Six month past, and he was alone. He kept his calendar, an x marked on the day he started his adventure and the other day inked over in black. He studied in dwarvish, stared at the map he found in Erebor, traced the warm fur of the cloak that had belonged to someone else. He thought maybe he was losing his mind, which he also thought was apt; he was abandoned by his family and his heart and what hobbit could be asked to withstand such things? He was of simple folk, they were not made for adventures, and this was his fault, so if madness was the price for his adventure than he would welcome it, because he had been more alive than any others. 

\-----------------------

He understood.
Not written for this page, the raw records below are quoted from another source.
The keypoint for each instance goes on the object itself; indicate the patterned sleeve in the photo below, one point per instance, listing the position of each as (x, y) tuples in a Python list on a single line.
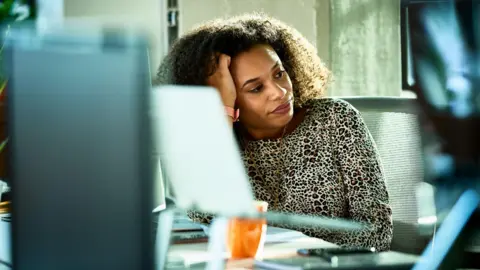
[(359, 162)]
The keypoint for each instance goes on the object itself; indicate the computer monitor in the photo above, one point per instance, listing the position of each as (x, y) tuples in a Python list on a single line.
[(81, 165)]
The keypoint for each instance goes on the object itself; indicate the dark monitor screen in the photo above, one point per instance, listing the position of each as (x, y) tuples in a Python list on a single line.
[(81, 162)]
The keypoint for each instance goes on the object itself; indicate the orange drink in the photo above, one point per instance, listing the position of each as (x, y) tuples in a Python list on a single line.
[(246, 237)]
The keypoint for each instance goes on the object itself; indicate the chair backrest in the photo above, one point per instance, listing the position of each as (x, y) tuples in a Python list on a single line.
[(394, 126)]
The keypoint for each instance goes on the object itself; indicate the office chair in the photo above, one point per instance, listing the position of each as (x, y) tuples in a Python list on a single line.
[(394, 126)]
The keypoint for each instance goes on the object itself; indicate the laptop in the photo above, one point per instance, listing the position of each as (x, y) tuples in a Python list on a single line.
[(81, 163)]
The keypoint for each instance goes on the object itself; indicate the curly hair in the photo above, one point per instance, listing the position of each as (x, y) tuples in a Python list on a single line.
[(193, 57)]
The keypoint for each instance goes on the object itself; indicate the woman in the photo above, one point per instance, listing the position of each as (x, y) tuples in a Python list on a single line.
[(303, 154)]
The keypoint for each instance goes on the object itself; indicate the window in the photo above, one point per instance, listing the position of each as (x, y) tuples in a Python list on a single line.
[(410, 11)]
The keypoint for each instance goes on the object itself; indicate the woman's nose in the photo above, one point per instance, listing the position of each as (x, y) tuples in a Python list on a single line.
[(277, 91)]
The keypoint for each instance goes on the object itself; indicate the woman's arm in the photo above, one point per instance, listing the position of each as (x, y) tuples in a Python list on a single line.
[(363, 179)]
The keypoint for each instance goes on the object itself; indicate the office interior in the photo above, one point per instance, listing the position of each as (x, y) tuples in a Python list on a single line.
[(366, 46)]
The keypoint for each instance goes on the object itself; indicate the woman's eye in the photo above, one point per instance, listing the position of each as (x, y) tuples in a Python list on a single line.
[(256, 89), (279, 75)]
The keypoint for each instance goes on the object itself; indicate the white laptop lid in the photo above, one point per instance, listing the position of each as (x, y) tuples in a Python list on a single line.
[(198, 151)]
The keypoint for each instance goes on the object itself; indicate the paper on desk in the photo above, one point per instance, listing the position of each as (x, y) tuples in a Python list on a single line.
[(278, 235)]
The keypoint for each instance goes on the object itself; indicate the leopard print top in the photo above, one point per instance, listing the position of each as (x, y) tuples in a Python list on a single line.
[(330, 168)]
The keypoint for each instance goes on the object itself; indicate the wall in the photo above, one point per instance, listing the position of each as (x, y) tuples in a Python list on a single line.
[(358, 39), (297, 13), (365, 47), (145, 14)]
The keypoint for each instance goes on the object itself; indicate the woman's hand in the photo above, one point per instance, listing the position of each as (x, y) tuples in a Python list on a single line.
[(223, 81)]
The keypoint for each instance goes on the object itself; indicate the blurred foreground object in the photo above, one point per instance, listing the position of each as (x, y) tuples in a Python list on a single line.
[(445, 43), (80, 158)]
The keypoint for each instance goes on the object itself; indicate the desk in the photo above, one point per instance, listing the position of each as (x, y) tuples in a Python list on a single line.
[(196, 253)]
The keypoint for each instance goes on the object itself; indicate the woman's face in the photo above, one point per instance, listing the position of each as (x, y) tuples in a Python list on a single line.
[(264, 89)]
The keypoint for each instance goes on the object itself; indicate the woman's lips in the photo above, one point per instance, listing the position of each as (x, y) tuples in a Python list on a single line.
[(283, 109)]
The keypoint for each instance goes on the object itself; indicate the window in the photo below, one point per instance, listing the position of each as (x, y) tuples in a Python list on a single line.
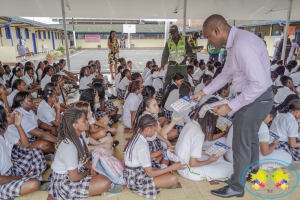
[(18, 32), (39, 34), (26, 33), (7, 32)]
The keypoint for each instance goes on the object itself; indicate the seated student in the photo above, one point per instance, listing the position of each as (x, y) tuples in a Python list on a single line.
[(144, 175), (118, 77), (184, 90), (91, 96), (147, 69), (24, 103), (14, 178), (105, 142), (18, 86), (189, 148), (49, 109), (84, 81), (30, 81), (70, 157), (17, 74), (158, 85), (177, 80), (288, 88), (203, 82), (46, 76), (39, 70), (197, 74), (57, 83), (7, 73), (285, 125), (190, 70), (3, 98), (123, 85), (131, 104)]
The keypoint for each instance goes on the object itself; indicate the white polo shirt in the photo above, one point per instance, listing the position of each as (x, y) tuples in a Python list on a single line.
[(285, 125), (28, 123), (45, 113)]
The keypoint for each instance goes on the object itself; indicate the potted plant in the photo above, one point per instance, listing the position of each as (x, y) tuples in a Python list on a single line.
[(49, 57)]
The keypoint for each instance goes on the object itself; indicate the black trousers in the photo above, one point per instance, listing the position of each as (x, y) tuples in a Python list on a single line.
[(245, 143)]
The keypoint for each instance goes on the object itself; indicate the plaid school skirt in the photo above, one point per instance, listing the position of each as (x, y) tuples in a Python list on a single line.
[(178, 128), (35, 160), (139, 182), (168, 114), (19, 152), (99, 114), (121, 94), (154, 145), (158, 96), (62, 187), (294, 152)]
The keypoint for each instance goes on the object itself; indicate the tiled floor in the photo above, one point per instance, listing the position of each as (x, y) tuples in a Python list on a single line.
[(189, 190)]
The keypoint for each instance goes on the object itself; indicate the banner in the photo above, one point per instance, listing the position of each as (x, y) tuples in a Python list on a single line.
[(92, 38)]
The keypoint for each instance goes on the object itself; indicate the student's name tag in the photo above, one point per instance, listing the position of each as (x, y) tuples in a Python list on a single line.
[(218, 149)]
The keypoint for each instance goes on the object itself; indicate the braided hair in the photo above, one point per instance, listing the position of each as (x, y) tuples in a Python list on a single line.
[(66, 131), (208, 122), (88, 95), (133, 86), (145, 122)]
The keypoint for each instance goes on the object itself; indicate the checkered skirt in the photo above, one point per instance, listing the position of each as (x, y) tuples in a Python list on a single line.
[(19, 152), (154, 145), (168, 114), (294, 152), (33, 159), (139, 182), (121, 94), (62, 187)]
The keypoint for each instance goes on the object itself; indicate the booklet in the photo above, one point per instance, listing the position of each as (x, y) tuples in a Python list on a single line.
[(218, 149), (272, 137), (223, 122), (183, 104)]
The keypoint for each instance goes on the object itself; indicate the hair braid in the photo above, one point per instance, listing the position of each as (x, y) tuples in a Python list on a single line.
[(66, 131), (145, 121)]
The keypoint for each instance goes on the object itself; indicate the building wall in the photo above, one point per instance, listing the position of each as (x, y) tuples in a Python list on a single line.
[(29, 42)]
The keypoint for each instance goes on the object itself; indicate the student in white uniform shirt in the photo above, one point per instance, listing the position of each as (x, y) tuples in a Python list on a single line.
[(142, 175), (46, 76), (49, 108), (189, 149), (131, 104), (118, 77), (285, 125), (123, 85), (84, 81), (288, 89), (17, 73), (72, 155), (18, 86), (14, 178)]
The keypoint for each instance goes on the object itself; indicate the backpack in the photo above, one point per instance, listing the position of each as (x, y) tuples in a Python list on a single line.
[(106, 164)]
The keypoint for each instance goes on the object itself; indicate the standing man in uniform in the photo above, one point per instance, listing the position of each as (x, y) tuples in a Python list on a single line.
[(194, 44), (176, 47), (248, 66)]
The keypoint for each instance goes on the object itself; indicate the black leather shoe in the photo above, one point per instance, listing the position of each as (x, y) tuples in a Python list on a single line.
[(227, 192)]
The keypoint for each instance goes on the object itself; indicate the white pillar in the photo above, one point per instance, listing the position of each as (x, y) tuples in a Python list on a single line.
[(65, 33), (286, 31), (184, 17)]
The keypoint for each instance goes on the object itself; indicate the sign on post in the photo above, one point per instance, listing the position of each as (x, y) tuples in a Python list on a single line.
[(92, 38)]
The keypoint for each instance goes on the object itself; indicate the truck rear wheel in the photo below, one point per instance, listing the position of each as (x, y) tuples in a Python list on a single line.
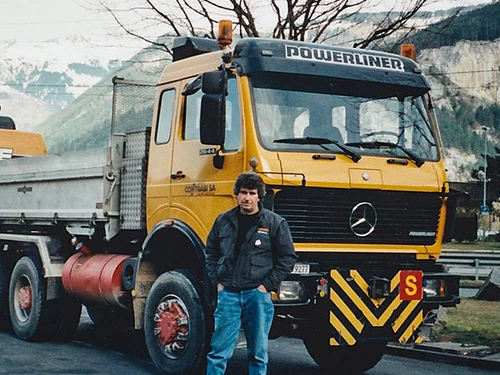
[(4, 297), (175, 325), (34, 318), (27, 300), (343, 359)]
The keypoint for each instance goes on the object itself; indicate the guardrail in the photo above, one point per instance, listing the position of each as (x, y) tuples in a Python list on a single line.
[(468, 263)]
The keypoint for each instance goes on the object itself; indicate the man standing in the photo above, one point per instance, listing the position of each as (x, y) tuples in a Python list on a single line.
[(249, 252)]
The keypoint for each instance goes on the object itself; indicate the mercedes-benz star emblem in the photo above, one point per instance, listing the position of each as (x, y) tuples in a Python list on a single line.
[(363, 219)]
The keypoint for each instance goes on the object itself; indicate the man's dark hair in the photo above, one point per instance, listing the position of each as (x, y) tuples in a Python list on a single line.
[(250, 180)]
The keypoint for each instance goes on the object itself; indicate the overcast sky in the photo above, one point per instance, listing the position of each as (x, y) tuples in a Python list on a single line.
[(35, 20)]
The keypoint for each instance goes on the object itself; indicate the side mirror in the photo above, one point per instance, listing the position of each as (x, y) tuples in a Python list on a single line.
[(213, 118), (214, 82), (213, 108)]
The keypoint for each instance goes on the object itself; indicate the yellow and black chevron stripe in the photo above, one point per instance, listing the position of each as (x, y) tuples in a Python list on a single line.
[(354, 315)]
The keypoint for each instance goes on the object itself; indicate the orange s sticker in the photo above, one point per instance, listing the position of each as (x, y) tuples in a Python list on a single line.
[(411, 285)]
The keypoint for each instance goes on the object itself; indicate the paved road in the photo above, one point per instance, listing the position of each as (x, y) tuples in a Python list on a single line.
[(96, 353)]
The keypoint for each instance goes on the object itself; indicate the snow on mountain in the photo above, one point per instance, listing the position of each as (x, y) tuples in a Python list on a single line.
[(24, 109), (54, 72)]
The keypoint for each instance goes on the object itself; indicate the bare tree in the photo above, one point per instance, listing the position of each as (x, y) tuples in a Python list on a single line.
[(304, 20)]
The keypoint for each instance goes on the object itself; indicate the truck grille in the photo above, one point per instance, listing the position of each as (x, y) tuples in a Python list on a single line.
[(359, 216)]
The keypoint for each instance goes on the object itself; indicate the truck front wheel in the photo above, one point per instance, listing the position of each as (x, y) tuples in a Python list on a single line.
[(344, 359), (175, 324)]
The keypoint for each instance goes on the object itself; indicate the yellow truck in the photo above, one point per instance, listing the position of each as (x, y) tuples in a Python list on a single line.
[(348, 146)]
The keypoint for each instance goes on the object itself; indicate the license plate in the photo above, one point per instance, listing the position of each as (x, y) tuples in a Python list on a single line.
[(301, 269)]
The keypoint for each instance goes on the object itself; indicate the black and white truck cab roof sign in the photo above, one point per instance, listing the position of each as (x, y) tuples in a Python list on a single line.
[(334, 56)]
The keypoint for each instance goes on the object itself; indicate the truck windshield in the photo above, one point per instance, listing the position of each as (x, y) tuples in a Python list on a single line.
[(375, 119)]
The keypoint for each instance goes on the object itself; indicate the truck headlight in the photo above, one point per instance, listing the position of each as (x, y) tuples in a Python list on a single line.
[(290, 291), (434, 288)]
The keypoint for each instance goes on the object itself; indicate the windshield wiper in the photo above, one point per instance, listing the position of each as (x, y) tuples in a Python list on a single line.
[(321, 142), (375, 144)]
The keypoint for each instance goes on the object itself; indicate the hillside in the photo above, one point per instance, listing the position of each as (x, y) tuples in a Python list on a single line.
[(86, 122), (462, 68), (40, 78)]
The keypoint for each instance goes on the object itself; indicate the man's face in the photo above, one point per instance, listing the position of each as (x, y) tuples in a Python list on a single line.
[(248, 200)]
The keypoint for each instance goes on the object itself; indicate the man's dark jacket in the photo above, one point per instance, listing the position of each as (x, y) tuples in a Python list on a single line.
[(266, 257)]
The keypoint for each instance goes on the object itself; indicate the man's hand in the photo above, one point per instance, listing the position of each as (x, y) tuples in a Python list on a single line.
[(262, 288)]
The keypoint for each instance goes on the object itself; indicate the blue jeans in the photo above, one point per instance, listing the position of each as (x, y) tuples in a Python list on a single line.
[(255, 311)]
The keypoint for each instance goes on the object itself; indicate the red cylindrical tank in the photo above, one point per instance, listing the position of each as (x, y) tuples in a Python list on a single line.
[(95, 279)]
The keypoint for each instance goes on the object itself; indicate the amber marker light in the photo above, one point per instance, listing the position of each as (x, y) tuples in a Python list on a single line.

He had stopped and had never resumed.

\----------------------

A year past, and he was quiet. His home was clean, his garden prospering. He had no friends left but that was okay, loving other's was difficult and his heart could not take anymore of it. His relatives sent him letters and he replied, the lies easier told without seeing them. He smoked his pipweed, watching the sunset and seeing others spent in the company of his family. He prayed for a visit from a too many rowdy crowd that never came and he quietly existed. 

\---------------------

He packed away the dwarven books and cloak and painted over the symbol etched into his door, in silent, miserable agony. 

\--------------------

A year and seven months past, and he was startled awake by a thunderous, commanding knock. His head popped out of the pillow, the blanket was tossed aside, and he groaned as he made his complaining way towards his door. 

"Whatever business you have with me could have waited till morning, I'll tell you that." He grumped, his voice rusty from sleep, as he tugged on his housecoat.

The door was heavy and wooden and he was scrunching up his lips to tell whoever it was to just bugger off, when he registered who it was at the door. 

Thick black beard, matching hair, hardy roughened skin, and blue eyes soft with warmth, glowing, thirsty as they devoured his face. 

A wave of pain washed over him, showering him in ice and fear, all of his nightmares, all of his dreams, come true and a noise, a thin sharp noise, ripped from his throat, and he slammed the door, backing away from it, and collapsing against a wall. A thin keening echoed from him as he shook, the tears dripping down his face. This was impossible, this was wrong, _he_ was dead, _he_ was buried among the kin of his fathers, _he_ was gone. 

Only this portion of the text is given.